Klay Thompson’s signs of regression are subtle: a slow closeout here, an out-of-rhythm jumper there, the occasional frustrated facial expression.

The Golden State Warriors might not want to discuss it because they’re happy simply because he is back on the floor after missing more than 2 ½ years with injuries, but they know Thompson isn’t the same player he was before a torn ACL and a torn Achilles tendon. Anyone who watched the first two games of these NBA Finals could see a five-time All-Star trying to power through his sudden physical limitations.

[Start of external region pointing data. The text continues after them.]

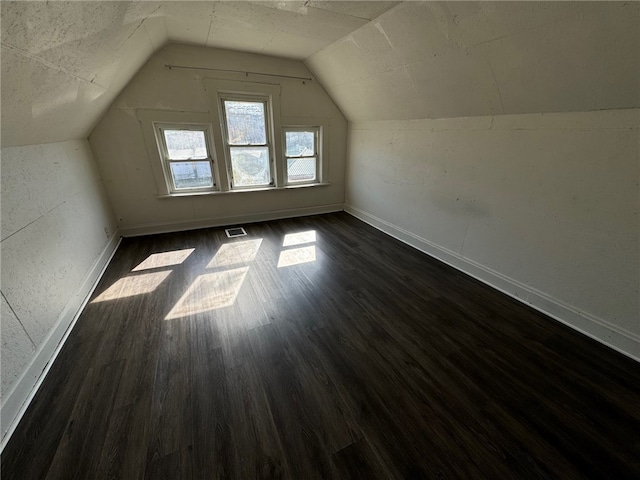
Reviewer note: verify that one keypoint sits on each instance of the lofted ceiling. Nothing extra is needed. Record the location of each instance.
(63, 63)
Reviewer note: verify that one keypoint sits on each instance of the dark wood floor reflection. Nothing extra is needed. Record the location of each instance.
(320, 348)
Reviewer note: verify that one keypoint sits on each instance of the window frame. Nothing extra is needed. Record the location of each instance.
(317, 139)
(159, 129)
(265, 99)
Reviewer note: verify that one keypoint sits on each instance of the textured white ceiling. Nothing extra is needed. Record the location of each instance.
(63, 63)
(459, 59)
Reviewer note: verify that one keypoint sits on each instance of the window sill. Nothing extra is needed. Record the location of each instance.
(242, 190)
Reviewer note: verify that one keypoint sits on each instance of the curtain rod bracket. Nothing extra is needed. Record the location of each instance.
(246, 73)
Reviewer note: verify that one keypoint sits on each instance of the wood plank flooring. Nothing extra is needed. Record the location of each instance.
(320, 348)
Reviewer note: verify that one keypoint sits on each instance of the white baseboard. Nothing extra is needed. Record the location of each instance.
(17, 400)
(155, 228)
(610, 335)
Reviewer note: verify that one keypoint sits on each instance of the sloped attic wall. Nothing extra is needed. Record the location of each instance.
(502, 137)
(127, 159)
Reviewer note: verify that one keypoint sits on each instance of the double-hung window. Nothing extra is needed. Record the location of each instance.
(247, 138)
(301, 148)
(186, 156)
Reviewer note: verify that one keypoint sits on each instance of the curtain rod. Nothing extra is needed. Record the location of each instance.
(184, 67)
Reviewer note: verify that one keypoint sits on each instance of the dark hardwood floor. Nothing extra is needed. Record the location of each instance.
(337, 353)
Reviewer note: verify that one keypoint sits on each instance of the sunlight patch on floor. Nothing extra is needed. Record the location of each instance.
(300, 238)
(297, 256)
(210, 292)
(164, 259)
(236, 252)
(133, 285)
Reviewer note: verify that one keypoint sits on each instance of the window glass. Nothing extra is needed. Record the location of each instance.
(301, 169)
(300, 144)
(191, 174)
(250, 166)
(245, 123)
(185, 144)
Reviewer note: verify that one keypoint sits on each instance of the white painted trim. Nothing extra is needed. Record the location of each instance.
(604, 332)
(17, 400)
(155, 228)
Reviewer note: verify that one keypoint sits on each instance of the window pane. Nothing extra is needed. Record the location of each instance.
(250, 166)
(245, 123)
(301, 169)
(300, 144)
(185, 144)
(191, 175)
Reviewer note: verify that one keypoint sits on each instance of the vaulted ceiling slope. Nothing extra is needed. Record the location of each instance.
(63, 63)
(458, 59)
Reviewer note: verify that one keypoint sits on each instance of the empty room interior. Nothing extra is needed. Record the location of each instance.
(320, 239)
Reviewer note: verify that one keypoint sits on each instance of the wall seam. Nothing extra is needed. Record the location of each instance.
(18, 318)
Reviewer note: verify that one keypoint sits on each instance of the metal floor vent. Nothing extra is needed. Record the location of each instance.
(235, 232)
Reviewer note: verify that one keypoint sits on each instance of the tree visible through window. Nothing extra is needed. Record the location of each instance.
(301, 152)
(247, 142)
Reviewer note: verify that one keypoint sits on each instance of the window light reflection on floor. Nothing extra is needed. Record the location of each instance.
(133, 285)
(164, 259)
(299, 238)
(210, 292)
(236, 252)
(297, 256)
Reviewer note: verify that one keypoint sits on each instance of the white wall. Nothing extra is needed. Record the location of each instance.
(460, 59)
(119, 145)
(502, 137)
(543, 206)
(54, 212)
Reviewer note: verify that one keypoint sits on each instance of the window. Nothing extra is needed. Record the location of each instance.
(247, 140)
(301, 154)
(186, 156)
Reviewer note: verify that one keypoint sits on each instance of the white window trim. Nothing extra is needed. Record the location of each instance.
(215, 89)
(322, 165)
(150, 120)
(159, 129)
(317, 129)
(236, 97)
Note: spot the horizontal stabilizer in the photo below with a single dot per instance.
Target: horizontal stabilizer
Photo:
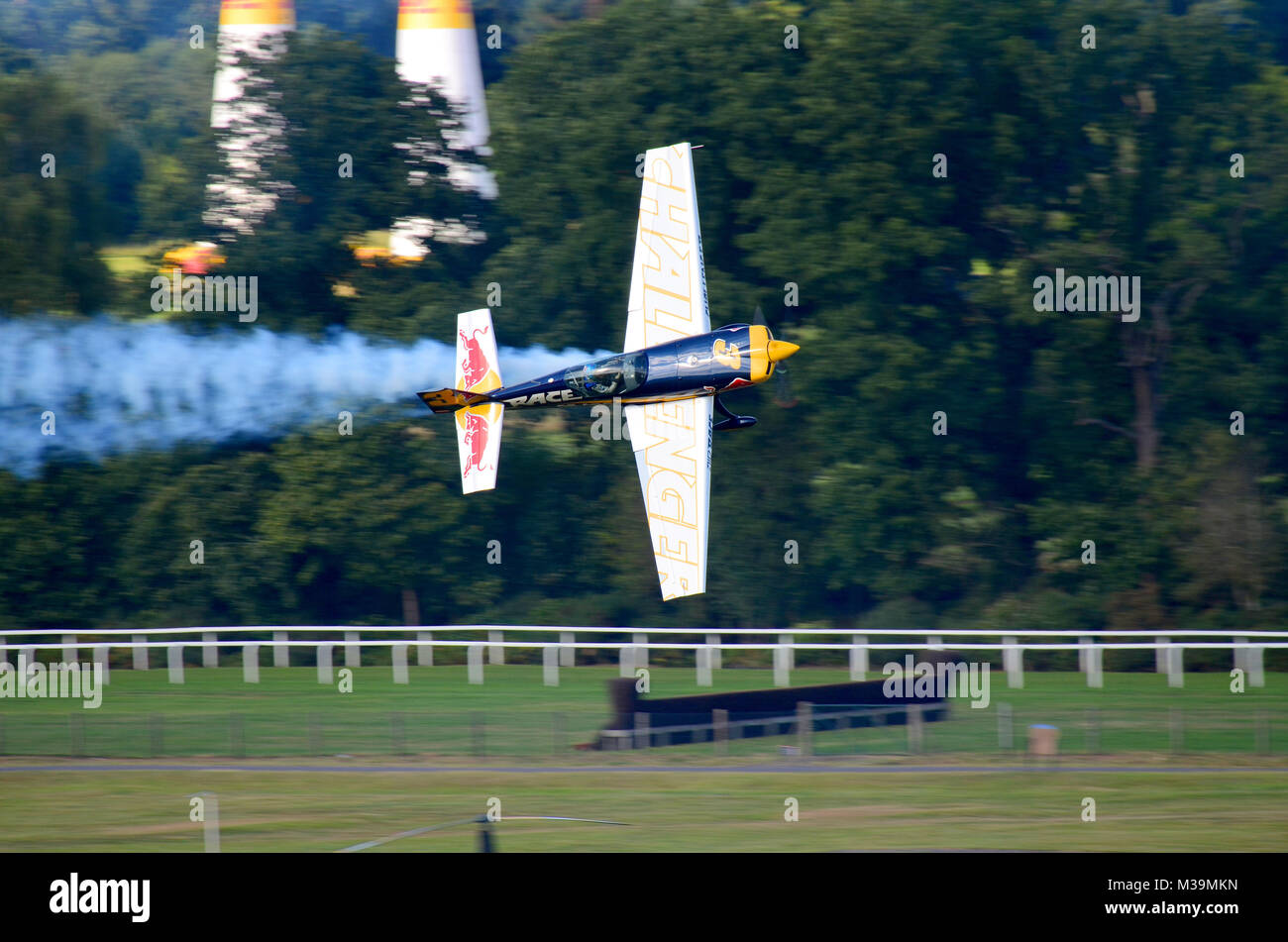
(451, 399)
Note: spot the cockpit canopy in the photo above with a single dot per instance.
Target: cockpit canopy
(608, 377)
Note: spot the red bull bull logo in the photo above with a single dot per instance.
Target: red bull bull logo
(477, 429)
(475, 366)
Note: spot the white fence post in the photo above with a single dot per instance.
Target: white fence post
(858, 657)
(101, 658)
(399, 659)
(175, 663)
(325, 674)
(704, 667)
(550, 666)
(781, 670)
(1176, 667)
(1013, 659)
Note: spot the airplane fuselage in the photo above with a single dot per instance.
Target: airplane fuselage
(703, 365)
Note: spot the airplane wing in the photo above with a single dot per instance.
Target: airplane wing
(671, 440)
(673, 456)
(669, 283)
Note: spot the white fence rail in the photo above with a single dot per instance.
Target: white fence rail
(1247, 646)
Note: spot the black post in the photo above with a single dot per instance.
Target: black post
(485, 843)
(397, 732)
(156, 735)
(314, 734)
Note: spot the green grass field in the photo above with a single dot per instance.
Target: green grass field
(1214, 787)
(511, 715)
(669, 811)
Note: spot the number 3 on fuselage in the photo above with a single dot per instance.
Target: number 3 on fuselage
(668, 377)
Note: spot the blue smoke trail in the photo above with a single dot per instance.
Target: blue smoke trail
(119, 386)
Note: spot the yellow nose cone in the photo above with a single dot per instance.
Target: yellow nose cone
(781, 351)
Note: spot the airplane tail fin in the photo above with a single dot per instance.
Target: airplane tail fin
(478, 417)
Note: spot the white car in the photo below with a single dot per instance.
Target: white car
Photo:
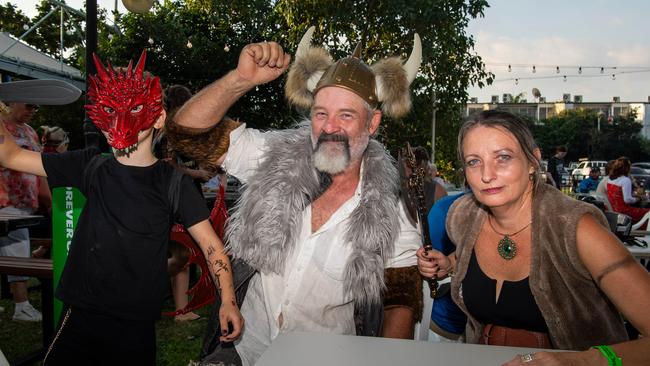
(584, 167)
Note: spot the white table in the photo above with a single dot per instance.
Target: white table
(315, 349)
(638, 252)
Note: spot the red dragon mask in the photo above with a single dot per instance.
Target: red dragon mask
(124, 102)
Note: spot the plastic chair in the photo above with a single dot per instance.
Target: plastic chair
(641, 222)
(602, 198)
(421, 329)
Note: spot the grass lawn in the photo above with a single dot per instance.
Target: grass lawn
(178, 342)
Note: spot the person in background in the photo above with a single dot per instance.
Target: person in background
(602, 185)
(621, 192)
(590, 183)
(447, 320)
(54, 139)
(433, 190)
(556, 164)
(174, 97)
(537, 268)
(21, 194)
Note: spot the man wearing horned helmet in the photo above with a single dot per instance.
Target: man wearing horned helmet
(319, 221)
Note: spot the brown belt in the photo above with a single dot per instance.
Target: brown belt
(497, 335)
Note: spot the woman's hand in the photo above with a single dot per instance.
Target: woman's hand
(229, 314)
(590, 357)
(433, 263)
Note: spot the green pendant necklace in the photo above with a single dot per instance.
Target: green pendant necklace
(507, 247)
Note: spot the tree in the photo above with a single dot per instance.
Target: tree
(386, 28)
(577, 129)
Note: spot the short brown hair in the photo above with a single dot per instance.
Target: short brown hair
(621, 167)
(511, 123)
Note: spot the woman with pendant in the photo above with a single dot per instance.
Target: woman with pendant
(533, 267)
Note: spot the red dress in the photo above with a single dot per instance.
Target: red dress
(615, 197)
(204, 292)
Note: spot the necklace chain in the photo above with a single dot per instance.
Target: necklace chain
(503, 234)
(507, 248)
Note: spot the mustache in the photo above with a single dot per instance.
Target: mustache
(332, 137)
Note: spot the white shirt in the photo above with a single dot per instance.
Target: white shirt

Unable to throw into jumpers like he once could, Thompson rushed his shooting motion. On defense, he was consistently a step slow, even when matched against complementary big men instead of high-scoring wings.

Such shortcomings, once easy to overlook, are now glaring — not just because an opponent as formidable as the Celtics tends to expose a player’s flaws, but because the Warriors need the old version of Thompson back more than ever. Jordan Poole has looked overwhelmed with Boston’s physicality, and Andrew Wiggins has too much defensive responsibility to be a reliable No. 2 scoring option.

This all has placed an even heavy burden on Stephen Curry, who is responding as well as can be expected. In the third quarter of Game 2 on Sunday night, after Thompson and Poole went a combined 2-for-13 from the field (1-for-6 from 3-point range) in the first half, Curry scored 14 of his game- high 29 points to push the Warriors’ two-point lead into a 23-point cushion.

During his postgame news conference, Golden State head coach Steve Kerr went so far as to call Curry’s timely flurry “breathtaking” — an adjective that Curry might warrant more often than any other NBA player. But Curry is still human. Without proper support from Thompson, he might struggle to lift the Warriors past the Celtics.

What makes Thompson and Curry such a special backcourt duo is that they have complementary skill sets. When Thompson is curling off screens, knocking down catch-and-shoot jumpers and posting gaudy point totals with minimal dribbling, Curry becomes almost impossible to stop.